Ces glissements interrogent: comment concilier rythme de l’actualité, pression du live, et exigence d’empathie? Dans plusieurs écoles, la séquence de septembre 2001 sert d’étude de cas. On y apprend à cadencer la parole, à contextualiser chaque reportage, à reconnaître l’impensable quand il surgit. Un chemin d’humilité, aussi, qui nourrit le lien de confiance avec le public.
- Ralentir pour mieux cadrer: en crise, préciser ce qui est sûr, ce qui ne l’est pas, et identifier les zones d’incertitude.
- Nommer sans dramatiser: bannir les superlatifs, préférer des verbes concrets et des faits sourcés.
- Ouvrir la focale: intégrer histoire, géographie, précédents médiatiques pour éclairer l’instant.
- Assumer la correction: si l’information évolue, le dire clairement à l’antenne.
- Préserver l’humain: veiller aux témoins, aux proches, aux images sensibles; le journalisme est aussi une éthique du regard.
Pour prolonger la réflexion sur les trajectoires publiques et la manière dont l’émotion redessine un destin médiatique, un détour par d’autres histoires peut inspirer: un portrait à découvrir éclaire les coulisses d’une filiation très exposée, tandis que ce récit de résilience sportive rappelle comment un choc peut transformer le regard porté sur soi et sur le monde.
Ce que révèle le « Wouah génial »: leçon d’éthique et de confiance
La petite phrase n’a pas seulement nourri la polémique; elle a servi de repère durable. D’un côté, elle montre comment l’adrénaline peut biaiser la lecture d’une image. De l’autre, elle souligne la force de l’aveu et des excuses, lorsque l’on comprend la blessure provoquée. À l’échelle d’une rédaction, ce type d’incident conduit à repenser procédures et réflexes: hiérarchiser, sourcer, reformuler, et, surtout, se souvenir que chaque mot pèse.

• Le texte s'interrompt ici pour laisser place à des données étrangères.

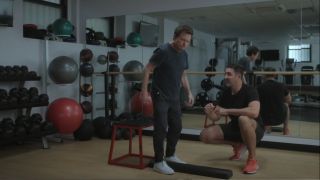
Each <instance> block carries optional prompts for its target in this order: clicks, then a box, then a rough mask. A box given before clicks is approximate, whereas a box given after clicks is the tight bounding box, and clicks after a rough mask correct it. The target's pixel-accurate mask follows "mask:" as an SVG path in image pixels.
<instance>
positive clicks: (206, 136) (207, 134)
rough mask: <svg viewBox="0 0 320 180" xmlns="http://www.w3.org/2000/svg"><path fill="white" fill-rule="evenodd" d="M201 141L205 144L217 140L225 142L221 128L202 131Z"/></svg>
mask: <svg viewBox="0 0 320 180" xmlns="http://www.w3.org/2000/svg"><path fill="white" fill-rule="evenodd" d="M200 140H201V141H202V142H204V143H214V142H215V141H216V140H223V134H222V133H221V132H220V131H219V127H217V126H216V127H213V126H211V127H209V128H206V129H204V130H202V131H201V133H200Z"/></svg>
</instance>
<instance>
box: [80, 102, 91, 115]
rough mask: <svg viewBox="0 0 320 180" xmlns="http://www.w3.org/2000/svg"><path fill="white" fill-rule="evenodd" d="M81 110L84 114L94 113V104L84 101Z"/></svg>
mask: <svg viewBox="0 0 320 180" xmlns="http://www.w3.org/2000/svg"><path fill="white" fill-rule="evenodd" d="M80 105H81V108H82V111H83V113H85V114H88V113H91V112H92V103H91V102H89V101H83V102H81V104H80Z"/></svg>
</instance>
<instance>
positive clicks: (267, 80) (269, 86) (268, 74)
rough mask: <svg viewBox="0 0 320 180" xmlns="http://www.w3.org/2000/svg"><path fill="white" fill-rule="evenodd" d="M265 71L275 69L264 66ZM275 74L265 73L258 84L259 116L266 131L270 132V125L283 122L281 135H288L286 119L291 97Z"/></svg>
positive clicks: (289, 94) (289, 118)
mask: <svg viewBox="0 0 320 180" xmlns="http://www.w3.org/2000/svg"><path fill="white" fill-rule="evenodd" d="M265 71H270V72H272V71H276V70H275V69H274V68H266V69H265ZM276 76H277V75H276V74H266V75H265V81H264V82H263V83H262V84H261V85H260V86H258V92H259V96H260V102H261V111H260V113H261V118H262V121H263V124H264V126H265V130H266V131H267V132H271V126H275V125H279V124H282V123H283V135H289V126H288V121H289V119H290V109H289V105H290V104H291V101H292V98H291V95H290V92H289V90H288V89H287V88H286V86H285V85H284V84H282V83H280V82H278V81H276V80H275V77H276Z"/></svg>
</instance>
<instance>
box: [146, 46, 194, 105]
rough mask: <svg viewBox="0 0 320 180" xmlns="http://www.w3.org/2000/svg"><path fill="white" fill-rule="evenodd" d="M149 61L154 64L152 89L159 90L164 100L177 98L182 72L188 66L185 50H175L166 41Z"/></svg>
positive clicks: (179, 89)
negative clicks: (163, 98) (180, 50)
mask: <svg viewBox="0 0 320 180" xmlns="http://www.w3.org/2000/svg"><path fill="white" fill-rule="evenodd" d="M149 62H150V63H151V64H153V65H155V69H154V71H153V75H152V89H153V90H157V91H159V92H160V94H161V96H162V97H163V98H164V99H165V100H173V101H176V100H179V99H180V87H181V77H182V73H183V71H184V70H185V69H188V66H189V65H188V55H187V53H186V51H184V50H183V51H181V52H177V51H176V50H175V49H174V48H173V47H172V46H171V44H169V43H166V44H163V45H161V46H160V47H159V48H157V49H156V50H155V51H154V53H153V55H152V57H151V59H150V61H149Z"/></svg>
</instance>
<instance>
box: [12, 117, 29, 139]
mask: <svg viewBox="0 0 320 180" xmlns="http://www.w3.org/2000/svg"><path fill="white" fill-rule="evenodd" d="M27 120H28V117H27V116H18V117H17V119H16V120H15V127H14V134H15V136H16V137H24V136H25V135H26V134H27V129H26V123H27Z"/></svg>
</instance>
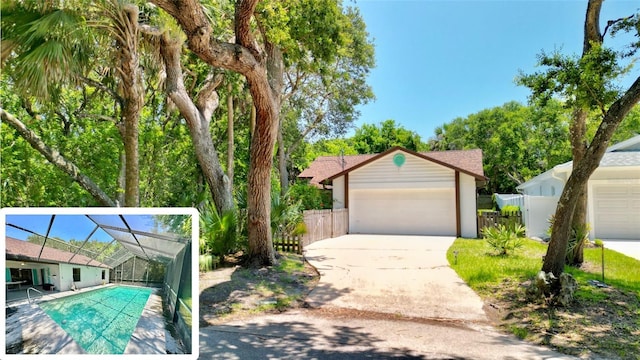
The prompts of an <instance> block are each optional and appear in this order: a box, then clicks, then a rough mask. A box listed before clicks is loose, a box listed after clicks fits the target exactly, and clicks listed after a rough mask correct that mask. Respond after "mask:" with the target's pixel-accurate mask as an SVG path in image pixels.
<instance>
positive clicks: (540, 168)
mask: <svg viewBox="0 0 640 360" xmlns="http://www.w3.org/2000/svg"><path fill="white" fill-rule="evenodd" d="M569 119H570V113H569V111H568V110H567V109H565V108H564V107H563V105H562V103H560V102H559V101H555V100H554V101H549V102H547V103H546V104H545V105H544V106H542V105H539V104H534V105H531V106H524V105H522V104H520V103H517V102H509V103H506V104H504V105H502V106H499V107H494V108H491V109H485V110H482V111H480V112H477V113H475V114H471V115H469V116H467V117H466V118H456V119H454V120H453V121H451V122H449V123H446V124H444V125H443V126H442V127H440V128H436V130H435V135H434V137H433V138H431V139H430V140H429V149H430V150H432V151H441V150H464V149H482V152H483V164H484V172H485V175H487V177H489V179H490V180H489V183H488V185H487V192H488V193H491V194H493V193H515V187H516V186H517V185H518V184H519V183H521V182H524V181H526V180H528V179H530V178H532V177H534V176H536V175H538V174H540V173H542V172H544V171H546V170H548V169H550V168H552V167H553V166H555V165H558V164H561V163H563V162H566V161H569V160H570V159H571V146H570V144H569V140H568V134H569V126H568V124H569Z"/></svg>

Revoir cette trajectoire, c’est observer une mue professionnelle et intime. Les archives, régulièrement revisitées par l’INA et la presse spécialisée, forment aujourd’hui un corpus d’apprentissage précieux — des balises pour celles et ceux qui feront demain l’émission télé et raconteront, à leur tour, les jours où l’histoire s’écrit en direct.
Journaliste spécialisée dans les questions sociétales et féminines, j’explore les dynamiques de genre et les évolutions culturelles impactant la condition des femmes. Mon parcours m’a conduite à collaborer avec divers médias engagés, où je m’efforce de donner une voix aux problématiques contemporaines et aux récits inspirants.